A Novel Generalized Chain Regression-Cum Ratio Estimator for Handling Non-response in Two-Phase Sampling


Rather K. U. I., Koçyiğit E. G.

QUALITY & QUANTITY, cilt.59, sa.3, ss.1-19, 2025 (Scopus)

  • Yayın Türü: Makale / Tam Makale
  • Cilt numarası: 59 Sayı: 3
  • Basım Tarihi: 2025
  • Dergi Adı: QUALITY & QUANTITY
  • Derginin Tarandığı İndeksler: Scopus, International Bibliography of Social Sciences, ABI/INFORM, Index Islamicus, Political Science Complete, Psycinfo, Social services abstracts, Sociological abstracts, Worldwide Political Science Abstracts
  • Sayfa Sayıları: ss.1-19
  • Dokuz Eylül Üniversitesi Adresli: Evet

Özet

We introduce a novel generalized chain regression-cum-chain ratio estimator for estimating population means, leveraging two auxiliary variables within a robust two-phase sampling design. The proposed estimator leverages two auxiliary variables within a robust two-phase sampling scheme. In particular, it employs an innovative sub-sampling technique aimed at addressing and mitigating non-response issues, which are common challenges in survey sampling. Our study considers three distinct scenarios: One in which non-response occurs in the study variable while both auxiliary variables are fully observed; another where non-response may occur in either one or both auxiliary variables; and a third where non-response is present in one auxiliary variable while the other remains fully responsive.

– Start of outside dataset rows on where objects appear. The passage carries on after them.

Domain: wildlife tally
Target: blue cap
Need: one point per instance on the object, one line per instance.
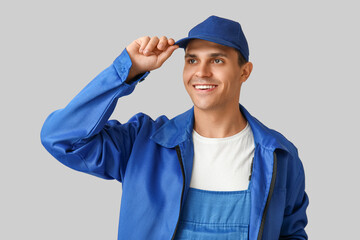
(219, 30)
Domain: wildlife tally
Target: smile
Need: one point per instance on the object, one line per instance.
(205, 87)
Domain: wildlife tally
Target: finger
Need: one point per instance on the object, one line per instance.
(151, 45)
(143, 43)
(166, 54)
(171, 41)
(162, 43)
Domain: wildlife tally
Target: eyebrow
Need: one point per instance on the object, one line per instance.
(216, 54)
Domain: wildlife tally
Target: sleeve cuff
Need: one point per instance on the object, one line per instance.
(123, 64)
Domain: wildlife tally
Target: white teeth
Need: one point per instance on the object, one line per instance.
(204, 86)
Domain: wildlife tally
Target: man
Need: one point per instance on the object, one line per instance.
(213, 172)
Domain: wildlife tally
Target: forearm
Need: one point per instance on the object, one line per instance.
(88, 112)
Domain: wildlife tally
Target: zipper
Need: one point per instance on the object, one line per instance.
(177, 148)
(272, 185)
(252, 164)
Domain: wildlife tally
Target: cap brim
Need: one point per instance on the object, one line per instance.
(184, 42)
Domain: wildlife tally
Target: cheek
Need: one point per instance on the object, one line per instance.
(186, 76)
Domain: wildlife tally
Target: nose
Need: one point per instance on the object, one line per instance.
(203, 70)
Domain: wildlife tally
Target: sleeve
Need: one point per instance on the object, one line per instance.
(80, 135)
(295, 219)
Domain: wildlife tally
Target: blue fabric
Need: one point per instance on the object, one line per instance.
(219, 30)
(214, 215)
(141, 154)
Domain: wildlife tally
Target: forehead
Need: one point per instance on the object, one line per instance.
(199, 45)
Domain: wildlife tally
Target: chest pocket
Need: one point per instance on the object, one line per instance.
(213, 215)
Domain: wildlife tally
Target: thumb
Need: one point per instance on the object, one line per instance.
(166, 54)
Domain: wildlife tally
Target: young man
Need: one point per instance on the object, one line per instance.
(213, 172)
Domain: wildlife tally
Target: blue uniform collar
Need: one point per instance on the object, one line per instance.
(180, 128)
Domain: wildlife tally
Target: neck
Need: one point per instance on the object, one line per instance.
(219, 123)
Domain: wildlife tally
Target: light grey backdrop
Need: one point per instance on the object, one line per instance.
(304, 84)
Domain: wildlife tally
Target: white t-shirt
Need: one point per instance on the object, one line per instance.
(223, 164)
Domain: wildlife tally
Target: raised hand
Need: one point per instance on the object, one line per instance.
(149, 53)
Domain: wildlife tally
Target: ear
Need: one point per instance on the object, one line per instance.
(246, 70)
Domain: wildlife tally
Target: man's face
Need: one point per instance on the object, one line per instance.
(212, 75)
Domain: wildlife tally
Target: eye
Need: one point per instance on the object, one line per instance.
(217, 61)
(191, 61)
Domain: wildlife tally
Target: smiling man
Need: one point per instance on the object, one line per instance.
(213, 172)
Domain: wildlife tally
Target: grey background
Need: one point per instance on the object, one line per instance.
(304, 84)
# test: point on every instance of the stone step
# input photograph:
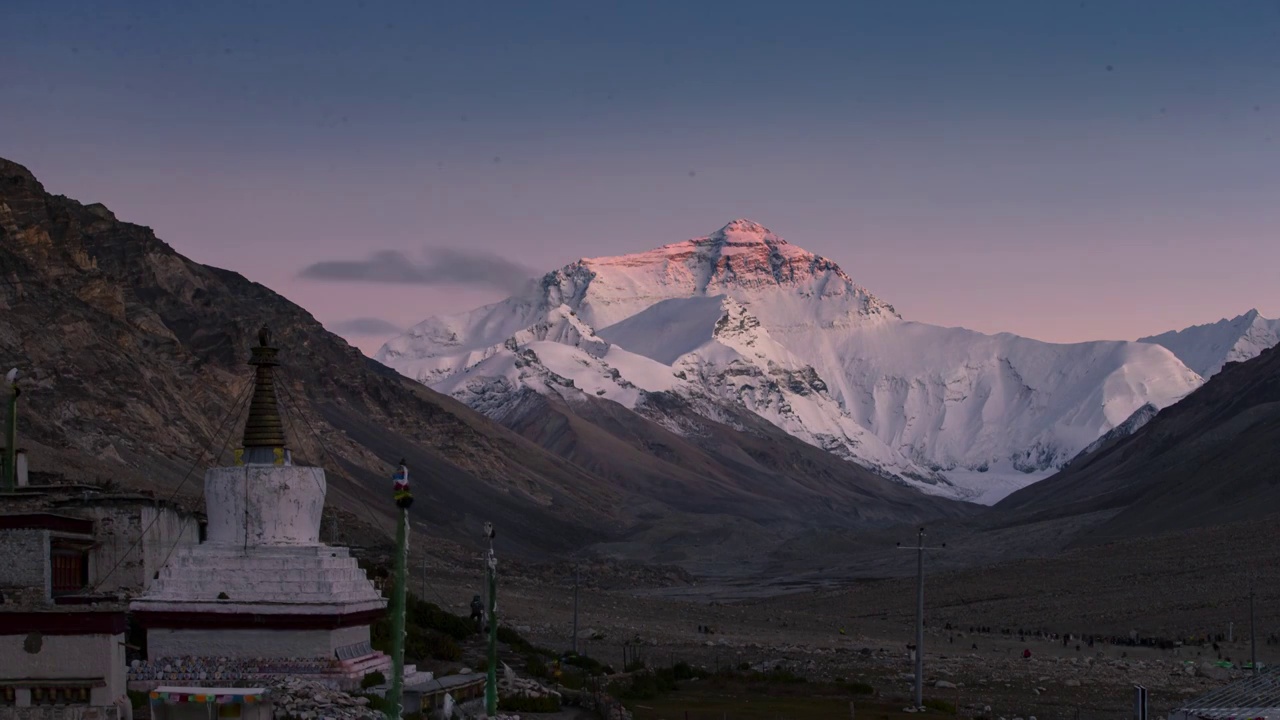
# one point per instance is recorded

For each scenario, we derive explicit expressions for bias and mean squared error, facilitating comprehensive comparisons with the conventional unbiased estimator and other established methods. To further validate the performance of our estimator, we conduct extensive simulation studies alongside empirical analyses. The findings suggest that our approach provides improved accuracy and efficiency, making it a valuable tool for enhancing the reliability of population mean estimates in practical applications.